The Rockies have been an atrocious team on the road this year. They have not been the worst road team in the majors — the opposite of congratulations go out to the Arizona Diamondbacks, who you may remember from such films as Not Winning Away From Home For Two Months Straight — but they have gone 18-50, a .265 winning percentage. Over a full year, that’s a 43-win team, a truly miserable outfit just eking out the title of Not The Worst Team In Major League History.
At home, though, they’re excellent. They’re 45-27 at Coors Field this year, which is the sixth best home record in the majors. As of last Sunday, they had not been swept at home this season. For example, they won their last seven games against the Padres — a reasonably good baseball team — at home this year. They are formidable. They are tough. Despite their overall record, you cannot take them lightly.
The Giants swept them, winning the first two games convincingly and the third dramatically, the way they do. This is because the Giants are good, which is nice.
The Dodgers were supposed to be a juggernaut of a superteam of Avengers and Defenders and Justice Leaguers. The Giants, who beat two of their stars over the weekend, took the season series from them, and currently have a 2-game lead in the NL West. They are not unstoppable — the Braves and Brewers both took the series they played against the Giants recently — but they are, at least, extremely hard to stop. You can go into any game, any series, and reasonably believe that the Giants will win.
It’s been a very long time since we could have any real confidence that the Giants would show up every day. The last time was the first half of 2016, before they collapsed that year in a bullpenpocalypse. The team stormed its way to the best record in baseball at the All-Star Break, weathering injury and seeming nigh-unbeatable. But the second half proved that the team was eminently beatable, just a veritable smorgasbord of beatability. Even the 2014 team, who had already snapped out of their two month-long funk by the time August rolled around, didn’t play like world-beaters in September, going just 13-12 and not quite being able to take home field advantage in the Wild Card Game away from the Pirates.
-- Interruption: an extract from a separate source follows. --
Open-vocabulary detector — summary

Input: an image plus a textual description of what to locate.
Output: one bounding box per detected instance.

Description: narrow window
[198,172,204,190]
Friends, despite all that, things worked out okay in 2014.
No, it was back in 2012 when the Giants last felt like, well, giants down the stretch. They went 20-10 after September 1, easily outpacing a Dodger team that went 16-13 over the same span. They hadn’t quite been clicking all year in the way that this team has, but they certainly looked good in September. It would have been a successful season even without a World Series win, but the Giants went ahead and won themselves a World Series anyway, which I think we can all agree was a swell idea.
This team, the 2021 Giants, is the kind of team that can go out and do that, and not just because 2021 is 2012 with the last two numbers switched. They’re a team you can believe in, which is a welcome change from the last several seasons. It’s a change you can believe in, you could say. Maybe that could be a catchy slogan with some workshopping? Well, I’m not doing that, so we’ll never know.
This Giants team is as fun to watch as a baseball team can be. Just look at that last Rockies series. First, a blowout win that got very mildly tense at one point when it looked like Colorado might be able to put themselves in a position to later possibly put themselves in a position to tie the game, perhaps. Second, a blowout win where absolutely nothing good happened for the Rockies. Third, a dramatic late-inning comeback for the Giants, who, down by one to start the ninth, scored 4 runs before Jake McGee breezed through a 1-2-3 bottom of the ninth.
That’s basically everything you could want in a series. Good pitching, incredible hitting — oh, I didn’t mention the 10 extra base on Tuesday, did I? Well, the Giants hit seven doubles, two triples, and a home run on Tuesday — and just a soupcon of doubt that they could come back and win on Wednesday before they very convincingly came back and won on Wednesday. And remember, the Rockies are really good at home. In August, they went 10-2 at Coors Field. They are not pushovers there, and the Giants pushed them over anyway.
It’s not just September. The Giants have done this, incredibly consistently, all year long. Their worst month of 2021 — their worst — was July, when they went 15-10, for a winning percentage of .600. They have won 6 of every 10 games in every month of the year. There is no getting this team down, no demoralizing them. They pick themselves up, and if they lose today they’ll win tomorrow and the next day and the day after that.
Here’s what I want to close on: The 1997 Giants were the first really inspiring Giants team that I remember. They were unanimously picked to finish at the bottom of the NL West before the season started. Instead, they won the division by two games, with Brian Johnson hitting a 12th inning homer against the Dodgers along the way that became one of the iconic moments in franchise history. Whenever they needed a game — desperately needed it — they won. They weren’t the most talented team, but they were the most resilient (they were not the most #ResilientSF team because that hashtag didn’t exist yet and neither did hashtags in general).
That 1997 team, which shocked baseball and electrified the city, finished 90-72. The 2021 Giants are 90-50. They’ve matched the win total of the ‘97 team, with 22 games to go. They’re good. They’re so good. They’re a good team, and it’s incredibly nice to watch.